Wait, so I have to sit next to Diego for 5 hours? Is she serious? Is she actually trying to torture me? This trip is going to be worse than I imagined it to be, isn't it?

"Daya..."

"If it makes you feel better, we packed a million snacks." That most definitely does NOT make me feel better. Why would food soothe my nerves by any means? "At least Diego won't get hangry." There's not enough food in the world to prevent that boy from being a douchebag to me. "C'mon, don't give me that look."

I don't realize how much I'm expressing my pissiness until now. My eyebrows unfurrow, but bitterness remains on my face, as if it's permanent. How could Dayanara do this to me? She knows how I don't get along with Diego. I rather lick the bottom of my shoe than sit next to him for hours.

"He's going to kill me."

"Nah, I'm too hot to go to prison." My body jumps at the sudden sound of Diego's voice. Where the hell did he spawn from? The boy takes the bag from my hand and tosses it into the trunk without care. "Hope you didn't have anything fragile."
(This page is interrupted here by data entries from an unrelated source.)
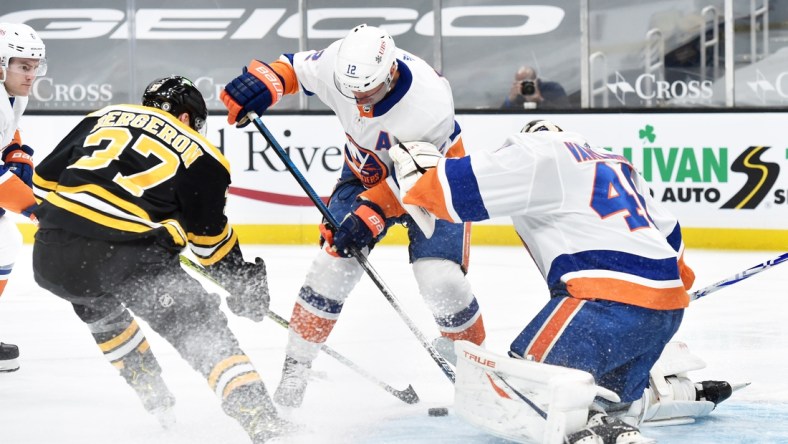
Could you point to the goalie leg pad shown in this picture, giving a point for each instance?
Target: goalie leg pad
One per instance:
(483, 398)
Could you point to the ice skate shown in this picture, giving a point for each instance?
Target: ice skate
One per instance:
(715, 391)
(295, 375)
(9, 357)
(253, 409)
(604, 429)
(155, 397)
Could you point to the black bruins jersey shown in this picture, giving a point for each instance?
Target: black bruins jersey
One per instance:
(127, 172)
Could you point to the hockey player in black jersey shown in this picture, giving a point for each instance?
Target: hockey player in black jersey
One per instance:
(120, 197)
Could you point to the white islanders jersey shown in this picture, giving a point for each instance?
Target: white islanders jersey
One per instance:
(419, 107)
(585, 215)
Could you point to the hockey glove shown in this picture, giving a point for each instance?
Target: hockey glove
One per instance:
(256, 89)
(360, 229)
(18, 160)
(411, 161)
(249, 291)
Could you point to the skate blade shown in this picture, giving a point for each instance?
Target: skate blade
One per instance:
(739, 386)
(9, 365)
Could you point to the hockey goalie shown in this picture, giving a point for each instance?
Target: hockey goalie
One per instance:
(533, 402)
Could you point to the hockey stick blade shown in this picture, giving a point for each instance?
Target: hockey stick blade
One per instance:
(355, 252)
(738, 277)
(408, 395)
(524, 398)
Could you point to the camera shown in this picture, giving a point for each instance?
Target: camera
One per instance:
(527, 87)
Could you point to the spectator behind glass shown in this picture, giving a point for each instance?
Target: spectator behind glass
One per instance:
(529, 92)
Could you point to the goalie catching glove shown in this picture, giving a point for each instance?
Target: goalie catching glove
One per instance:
(411, 161)
(360, 229)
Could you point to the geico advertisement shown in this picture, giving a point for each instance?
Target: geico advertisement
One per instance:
(712, 170)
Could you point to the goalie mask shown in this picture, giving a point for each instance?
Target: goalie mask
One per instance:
(178, 95)
(20, 40)
(540, 125)
(363, 69)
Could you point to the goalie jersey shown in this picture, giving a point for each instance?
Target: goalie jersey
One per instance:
(127, 172)
(585, 215)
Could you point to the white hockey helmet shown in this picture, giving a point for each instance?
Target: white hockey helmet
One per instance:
(20, 40)
(540, 125)
(364, 61)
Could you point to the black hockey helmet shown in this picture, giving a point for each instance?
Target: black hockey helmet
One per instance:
(540, 125)
(177, 95)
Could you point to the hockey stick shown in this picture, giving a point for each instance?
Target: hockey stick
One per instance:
(524, 398)
(362, 259)
(408, 395)
(739, 277)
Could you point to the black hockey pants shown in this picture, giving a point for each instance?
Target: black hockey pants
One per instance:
(146, 277)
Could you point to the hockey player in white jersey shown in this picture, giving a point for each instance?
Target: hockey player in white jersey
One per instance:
(22, 58)
(382, 95)
(612, 257)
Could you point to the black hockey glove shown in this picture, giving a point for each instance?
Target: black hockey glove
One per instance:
(248, 289)
(360, 229)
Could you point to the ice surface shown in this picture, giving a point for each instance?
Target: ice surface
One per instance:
(66, 393)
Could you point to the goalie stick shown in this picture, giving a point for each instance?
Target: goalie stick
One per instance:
(763, 266)
(408, 395)
(362, 259)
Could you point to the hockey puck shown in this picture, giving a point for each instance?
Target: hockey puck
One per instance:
(438, 411)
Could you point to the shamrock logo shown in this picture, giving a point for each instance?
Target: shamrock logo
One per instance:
(648, 133)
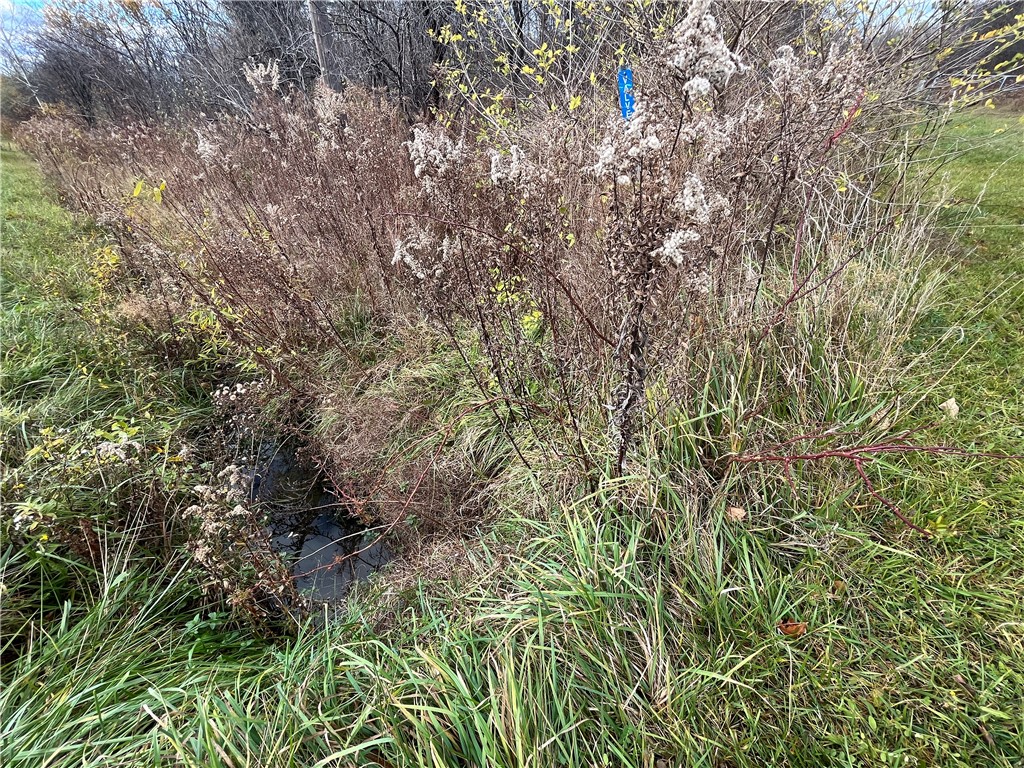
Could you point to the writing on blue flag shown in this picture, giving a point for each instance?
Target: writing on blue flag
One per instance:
(626, 99)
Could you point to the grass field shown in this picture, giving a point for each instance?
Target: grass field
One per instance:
(601, 639)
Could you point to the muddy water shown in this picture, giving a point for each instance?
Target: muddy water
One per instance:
(329, 550)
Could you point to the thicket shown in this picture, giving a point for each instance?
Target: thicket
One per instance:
(594, 379)
(704, 305)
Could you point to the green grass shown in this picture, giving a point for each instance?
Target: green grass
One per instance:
(599, 636)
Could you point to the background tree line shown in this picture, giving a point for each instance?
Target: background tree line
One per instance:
(151, 59)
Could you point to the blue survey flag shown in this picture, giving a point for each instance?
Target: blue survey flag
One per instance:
(627, 101)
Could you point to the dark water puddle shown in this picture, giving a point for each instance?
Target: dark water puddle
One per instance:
(329, 549)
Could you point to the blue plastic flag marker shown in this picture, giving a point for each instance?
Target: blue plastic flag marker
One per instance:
(627, 101)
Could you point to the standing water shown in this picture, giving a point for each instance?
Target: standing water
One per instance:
(328, 548)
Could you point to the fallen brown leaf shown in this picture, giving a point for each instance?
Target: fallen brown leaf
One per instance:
(735, 514)
(793, 629)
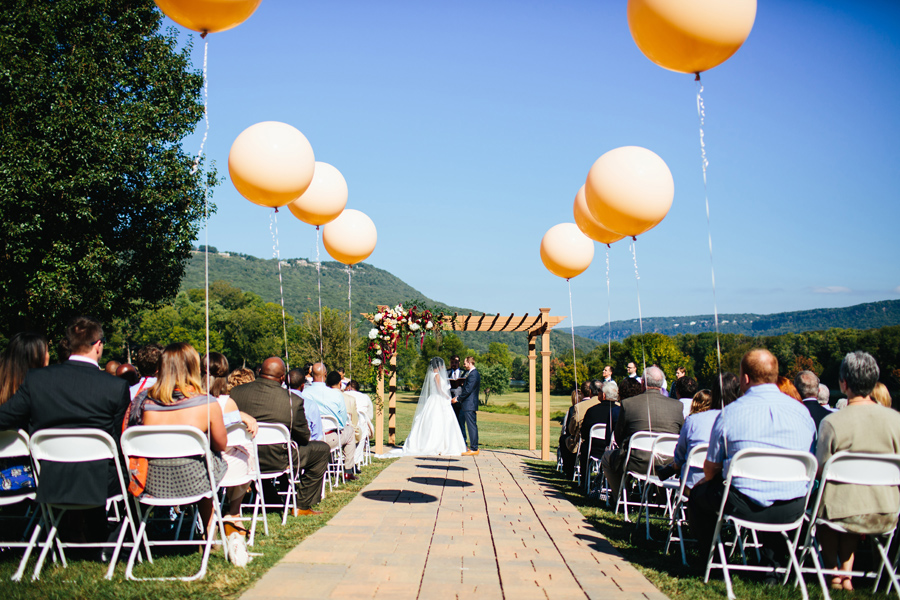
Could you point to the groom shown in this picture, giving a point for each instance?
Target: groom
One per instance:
(468, 405)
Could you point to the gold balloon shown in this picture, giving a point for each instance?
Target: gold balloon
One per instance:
(588, 225)
(271, 163)
(629, 190)
(565, 251)
(690, 36)
(350, 238)
(325, 198)
(208, 16)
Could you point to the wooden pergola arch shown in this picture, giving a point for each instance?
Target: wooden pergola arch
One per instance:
(535, 326)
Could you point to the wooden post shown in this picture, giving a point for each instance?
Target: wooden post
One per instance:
(545, 387)
(392, 403)
(532, 396)
(379, 415)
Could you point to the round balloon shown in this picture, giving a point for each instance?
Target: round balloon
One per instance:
(565, 251)
(629, 190)
(208, 16)
(690, 36)
(325, 198)
(350, 238)
(271, 163)
(589, 225)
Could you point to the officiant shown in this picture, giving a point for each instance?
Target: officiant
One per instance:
(455, 375)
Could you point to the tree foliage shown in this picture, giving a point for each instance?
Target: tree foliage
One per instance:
(98, 201)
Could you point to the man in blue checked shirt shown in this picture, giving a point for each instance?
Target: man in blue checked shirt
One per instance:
(762, 417)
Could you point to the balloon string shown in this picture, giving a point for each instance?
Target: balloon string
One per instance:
(350, 318)
(637, 280)
(572, 323)
(704, 163)
(319, 277)
(608, 310)
(273, 227)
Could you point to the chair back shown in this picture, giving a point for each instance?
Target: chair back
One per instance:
(164, 441)
(770, 464)
(862, 469)
(71, 446)
(13, 443)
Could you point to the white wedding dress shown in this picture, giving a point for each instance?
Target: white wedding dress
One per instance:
(435, 429)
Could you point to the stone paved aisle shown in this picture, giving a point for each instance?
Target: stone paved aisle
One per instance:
(469, 527)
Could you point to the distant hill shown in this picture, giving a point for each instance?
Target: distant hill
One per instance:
(871, 315)
(371, 287)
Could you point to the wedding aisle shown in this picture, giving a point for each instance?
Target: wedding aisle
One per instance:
(478, 527)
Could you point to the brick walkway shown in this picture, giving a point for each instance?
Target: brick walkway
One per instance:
(469, 527)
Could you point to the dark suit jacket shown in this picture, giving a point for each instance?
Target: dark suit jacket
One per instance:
(650, 411)
(267, 402)
(68, 396)
(468, 397)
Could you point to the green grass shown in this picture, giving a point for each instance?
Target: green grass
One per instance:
(84, 579)
(667, 572)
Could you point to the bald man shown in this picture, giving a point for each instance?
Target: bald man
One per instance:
(268, 402)
(762, 418)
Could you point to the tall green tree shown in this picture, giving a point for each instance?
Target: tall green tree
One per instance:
(99, 202)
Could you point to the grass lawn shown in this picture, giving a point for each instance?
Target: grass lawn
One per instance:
(666, 572)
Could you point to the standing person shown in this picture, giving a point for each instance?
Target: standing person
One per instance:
(468, 405)
(268, 402)
(435, 430)
(74, 394)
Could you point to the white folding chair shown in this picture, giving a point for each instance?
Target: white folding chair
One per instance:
(643, 441)
(662, 450)
(172, 441)
(335, 471)
(598, 432)
(74, 446)
(239, 436)
(771, 465)
(678, 516)
(274, 434)
(853, 469)
(14, 444)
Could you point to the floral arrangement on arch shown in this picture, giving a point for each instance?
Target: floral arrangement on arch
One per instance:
(393, 323)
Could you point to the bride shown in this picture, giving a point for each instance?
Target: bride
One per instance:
(435, 428)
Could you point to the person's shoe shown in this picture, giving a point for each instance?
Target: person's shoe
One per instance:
(237, 550)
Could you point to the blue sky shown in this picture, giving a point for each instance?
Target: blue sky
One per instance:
(465, 129)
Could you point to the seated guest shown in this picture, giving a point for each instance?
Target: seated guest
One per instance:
(604, 412)
(146, 359)
(268, 402)
(863, 426)
(762, 418)
(698, 426)
(786, 387)
(296, 379)
(331, 402)
(881, 395)
(650, 411)
(807, 384)
(129, 373)
(26, 351)
(685, 388)
(567, 456)
(590, 397)
(178, 398)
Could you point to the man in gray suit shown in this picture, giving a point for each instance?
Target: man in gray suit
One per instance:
(650, 411)
(468, 405)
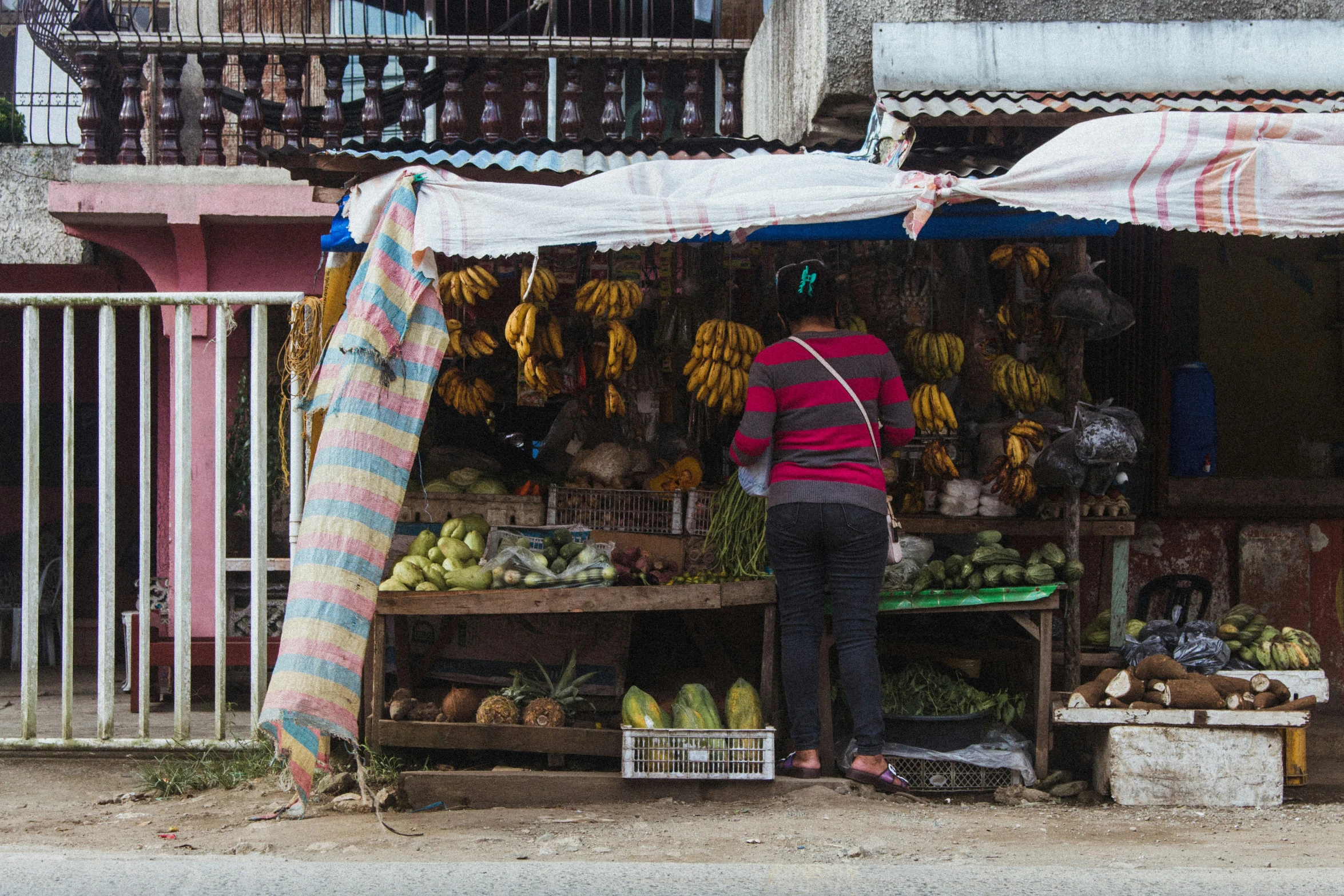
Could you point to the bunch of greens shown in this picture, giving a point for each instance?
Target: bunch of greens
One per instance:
(927, 690)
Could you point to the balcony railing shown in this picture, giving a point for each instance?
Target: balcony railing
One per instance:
(304, 74)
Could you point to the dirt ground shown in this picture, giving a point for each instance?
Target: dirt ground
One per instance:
(53, 805)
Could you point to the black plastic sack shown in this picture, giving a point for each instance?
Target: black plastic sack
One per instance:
(1202, 653)
(1135, 651)
(1058, 467)
(1104, 439)
(1164, 629)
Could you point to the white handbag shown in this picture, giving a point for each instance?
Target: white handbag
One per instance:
(893, 527)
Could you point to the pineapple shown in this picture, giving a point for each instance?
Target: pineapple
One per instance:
(498, 710)
(548, 703)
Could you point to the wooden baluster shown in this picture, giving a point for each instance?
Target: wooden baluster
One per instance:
(333, 120)
(371, 120)
(213, 109)
(132, 114)
(292, 117)
(170, 109)
(651, 116)
(730, 122)
(413, 108)
(613, 113)
(451, 121)
(571, 114)
(249, 120)
(90, 113)
(492, 120)
(693, 94)
(534, 74)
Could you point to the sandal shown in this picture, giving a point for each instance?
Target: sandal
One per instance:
(785, 768)
(889, 782)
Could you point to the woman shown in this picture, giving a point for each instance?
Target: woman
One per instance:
(828, 508)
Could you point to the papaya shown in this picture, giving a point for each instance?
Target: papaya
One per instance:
(742, 706)
(697, 699)
(640, 711)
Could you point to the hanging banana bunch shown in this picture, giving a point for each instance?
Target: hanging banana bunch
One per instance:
(467, 286)
(1031, 261)
(609, 298)
(935, 356)
(540, 378)
(470, 399)
(937, 461)
(615, 403)
(1019, 385)
(719, 362)
(620, 351)
(543, 286)
(932, 410)
(475, 344)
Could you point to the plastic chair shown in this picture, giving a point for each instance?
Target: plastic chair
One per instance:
(1179, 591)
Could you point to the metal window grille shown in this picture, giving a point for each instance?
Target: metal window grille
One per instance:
(104, 581)
(698, 755)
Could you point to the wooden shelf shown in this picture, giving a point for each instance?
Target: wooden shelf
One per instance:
(446, 735)
(609, 599)
(1011, 525)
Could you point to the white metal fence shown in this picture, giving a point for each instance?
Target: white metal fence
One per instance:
(224, 305)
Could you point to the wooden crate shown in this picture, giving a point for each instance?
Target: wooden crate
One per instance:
(498, 509)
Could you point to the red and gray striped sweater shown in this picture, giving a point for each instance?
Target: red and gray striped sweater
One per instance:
(822, 452)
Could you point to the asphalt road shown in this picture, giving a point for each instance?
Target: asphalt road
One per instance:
(85, 875)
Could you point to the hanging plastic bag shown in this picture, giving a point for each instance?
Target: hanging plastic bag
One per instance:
(1202, 653)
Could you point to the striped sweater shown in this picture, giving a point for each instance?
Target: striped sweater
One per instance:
(822, 452)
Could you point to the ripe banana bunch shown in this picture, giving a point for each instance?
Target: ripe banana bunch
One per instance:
(615, 403)
(932, 410)
(609, 298)
(1015, 485)
(939, 463)
(466, 398)
(1032, 261)
(620, 351)
(540, 378)
(1020, 439)
(476, 344)
(936, 356)
(1019, 385)
(467, 286)
(719, 360)
(522, 328)
(543, 286)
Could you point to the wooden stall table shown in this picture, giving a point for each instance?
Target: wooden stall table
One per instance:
(1030, 608)
(1115, 533)
(592, 742)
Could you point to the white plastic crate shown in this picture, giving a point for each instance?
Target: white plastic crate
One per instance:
(617, 509)
(699, 505)
(718, 754)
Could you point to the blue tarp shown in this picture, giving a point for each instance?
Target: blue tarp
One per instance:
(969, 221)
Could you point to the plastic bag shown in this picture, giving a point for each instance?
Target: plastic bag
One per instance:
(917, 548)
(1202, 653)
(1059, 467)
(1103, 439)
(1134, 651)
(1001, 747)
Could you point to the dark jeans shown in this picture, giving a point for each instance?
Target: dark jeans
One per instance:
(846, 546)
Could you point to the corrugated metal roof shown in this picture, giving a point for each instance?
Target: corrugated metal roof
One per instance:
(910, 104)
(593, 156)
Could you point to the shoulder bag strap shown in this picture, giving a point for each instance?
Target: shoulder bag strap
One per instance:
(842, 381)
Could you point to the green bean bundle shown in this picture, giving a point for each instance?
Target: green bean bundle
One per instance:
(737, 531)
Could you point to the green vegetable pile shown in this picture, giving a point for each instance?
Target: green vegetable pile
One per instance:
(927, 690)
(737, 532)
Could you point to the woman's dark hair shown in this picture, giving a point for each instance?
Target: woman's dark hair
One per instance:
(805, 290)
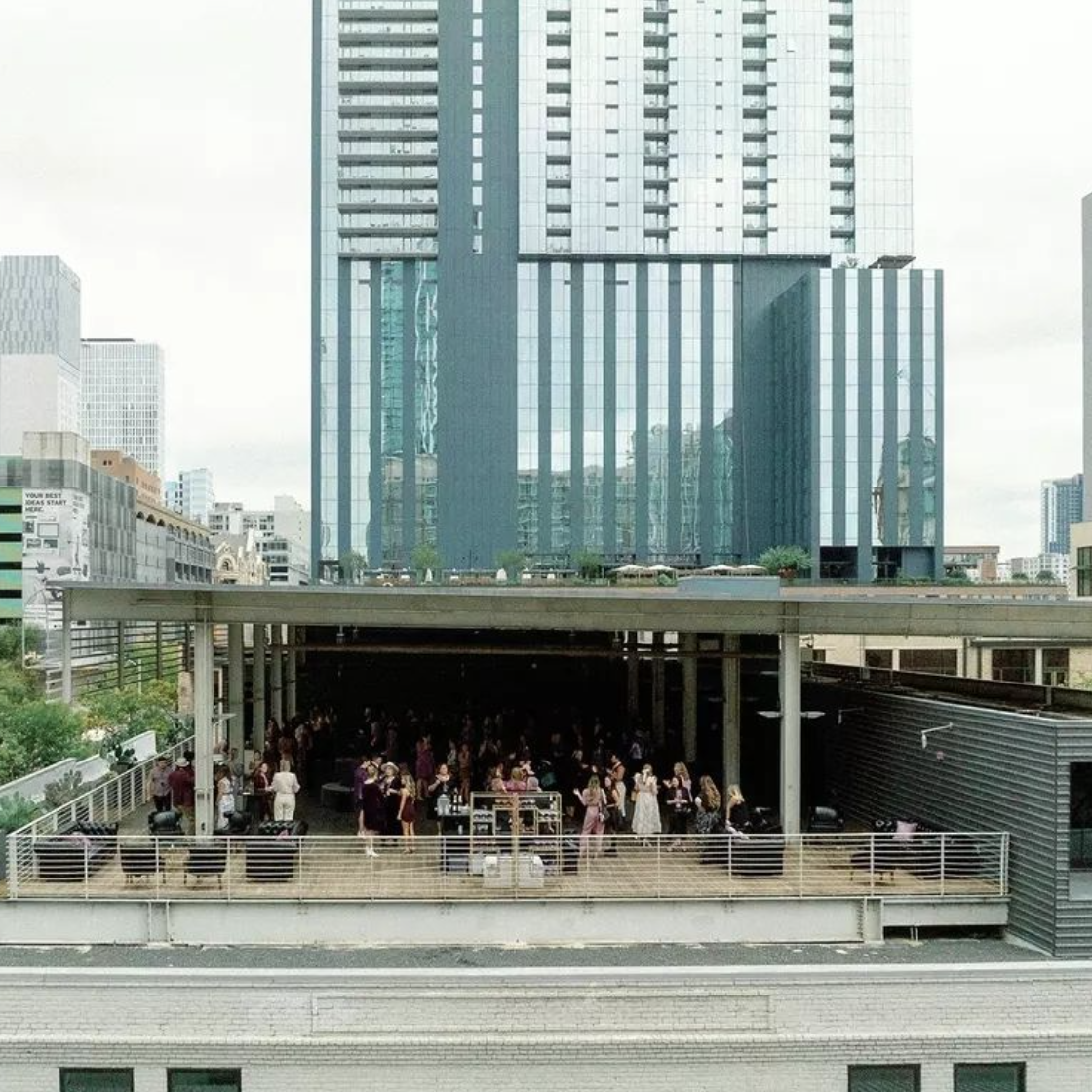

"Dickhead," I mumble under my breath. My arms cross over my chest as my blood boils. I'm half tempted to go back home and spend the rest of my break suffering with my family. However, being around Diego is better than my parents.

After sulking and grumbling comments to Dayanara, I finally talk myself into going into the passenger seat. Diego loads the last of the items into his trunk before beginning to drive. My arms remain crossed as I stare out the window. This entire trip is going to be a disaster.